The works of Francis Maitland Balfour, Volume 3 (of 4) - Francis M. Balfour

(1) Were the vertebrate blastopore to be co-extensive with the dorsal surface, as His and Rauber maintain, clear evidence of this ought to be apparent in Amphioxus. In Amphioxus, however, the blastopore is at first placed exactly at the hind end of the body, though later it passes up just on to the dorsal side (vide p. [4]). It nearly closes before the appearance of the medullary groove or mesoblastic somites; and the medullary folds have nothing to do with its lips, except in so far as they are continuous with them behind, just as in Elasmobranchii.

(2) The food-yolk in the Vertebrata is placed on the ventral side of the body, and becomes enveloped by the blastoderm; so that in all large-yolked Vertebrates the ventral walls of the body are obviously completed by the closure of the lips of the blastopore, on the ventral side.

If His and Rauber are right the dorsal walls are also completed by the closure of the blastopore, so that the whole of the dorsal, as well as of the ventral wall of the embryo, must be formed by the concrescence of the lips of the blastopore; which is clearly a reductio ad absurdum of the whole theory. To my own arguments on the subject I may add those of Kupffer, who has very justly criticised His' statements, and has shewn that growth of the blastoderm in Clupea and Gasterosteus is absolutely inconsistent with the concrescence theory.

The more the theory of His and Rauber is examined by the light of comparative embryology, the more does it appear quite untenable; and it may be laid down as a safe conclusion from a comparative study of vertebrate embryology that the blastopore of Vertebrates is primitively situated at the hind end of the body, but that, owing to the development of a large food-yolk, it also extends, in most cases, over a larger or smaller part of the ventral side.

The origin of the Allantois and Amnion.

The development and structure of the allantois and amnion have already been dealt with at sufficient length in the chapters on Aves and Mammalia; but a few words as to the origin of these parts will not be out of place here.

The Allantois. The relations of the allantois to the adjoining organs, and the conversion of its stalk into the bladder, afford ample evidence that it has taken its origin from a urinary bladder such as is found in Amphibia. We have in tracing the origin of the allantois to deal with a case of what Dohrn would call ‘change of function.’ The allantois is in fact a urinary bladder which, precociously developed and enormously extended in the embryo, has acquired respiratory (Sauropsida) and nutritive (Mammalia) functions. No form is known to have been preserved with the allantois in a transitional state between an ordinary bladder and a large vascular sack.

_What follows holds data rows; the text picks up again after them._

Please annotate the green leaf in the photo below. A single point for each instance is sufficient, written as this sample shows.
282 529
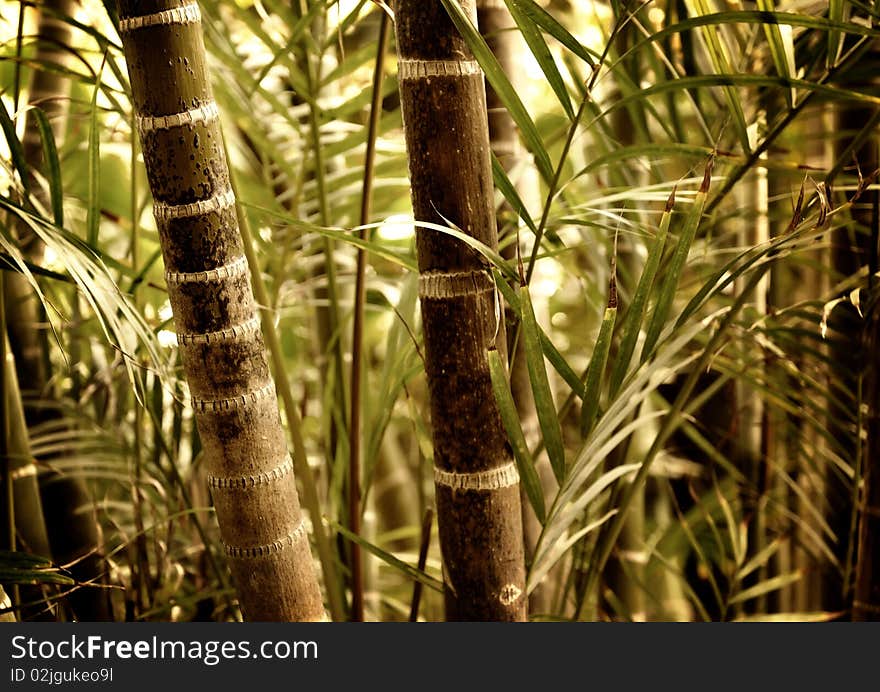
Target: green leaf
547 417
550 351
721 63
398 564
502 86
15 148
632 323
766 586
595 370
782 47
544 58
510 418
835 36
548 23
53 172
672 275
93 214
502 182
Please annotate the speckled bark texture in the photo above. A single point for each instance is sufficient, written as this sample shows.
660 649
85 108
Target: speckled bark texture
67 506
236 409
444 114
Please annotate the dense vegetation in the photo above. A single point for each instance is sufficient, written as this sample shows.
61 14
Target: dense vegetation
687 220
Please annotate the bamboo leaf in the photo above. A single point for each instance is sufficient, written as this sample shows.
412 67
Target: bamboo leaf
386 557
548 23
551 353
632 323
544 58
502 182
781 48
93 214
760 559
721 63
510 417
766 586
53 172
502 86
547 417
672 276
15 148
595 370
835 36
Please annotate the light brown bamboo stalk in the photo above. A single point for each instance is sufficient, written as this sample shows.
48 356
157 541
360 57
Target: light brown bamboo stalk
249 467
477 486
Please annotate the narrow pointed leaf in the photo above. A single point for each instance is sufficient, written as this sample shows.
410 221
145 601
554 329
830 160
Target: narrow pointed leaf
53 167
510 417
541 52
547 417
672 276
635 315
595 370
502 86
15 148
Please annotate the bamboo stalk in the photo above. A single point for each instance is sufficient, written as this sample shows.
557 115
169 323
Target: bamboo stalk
236 407
477 488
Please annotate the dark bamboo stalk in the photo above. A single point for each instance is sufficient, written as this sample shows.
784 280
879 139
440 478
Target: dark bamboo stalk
477 485
866 601
249 468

The advantage of secondary respiratory organs during fœtal life, in addition to the yolk-sack, is evinced by the fact that such organs are very widely developed in the Ichthyopsida. Thus in Elasmobranchii we have the external gills (cf. p. [62]). Amongst Amphibia we have the tail modified to be a respiratory organ in Pipa Americana; and in Notodelphis, Alytes and Cæcilia compressicanda the external gills are modified and enlarged for respiratory purposes within the egg (cf. pp. [140] and [143]).

The Amnion. The origin of the amnion is more difficult to explain than that of the allantois; and it does not seem possible to derive it from any pre-existing organ.

It appears to me, however, very probable that it was evolved pari passu with the allantois, as a simple fold of the somatopleure round the embryo, into which the allantois extended itself as it increased in size and became a respiratory organ. It would be obviously advantageous for such a fold, having once started, to become larger and larger in order to give more and more room for the allantois to spread into.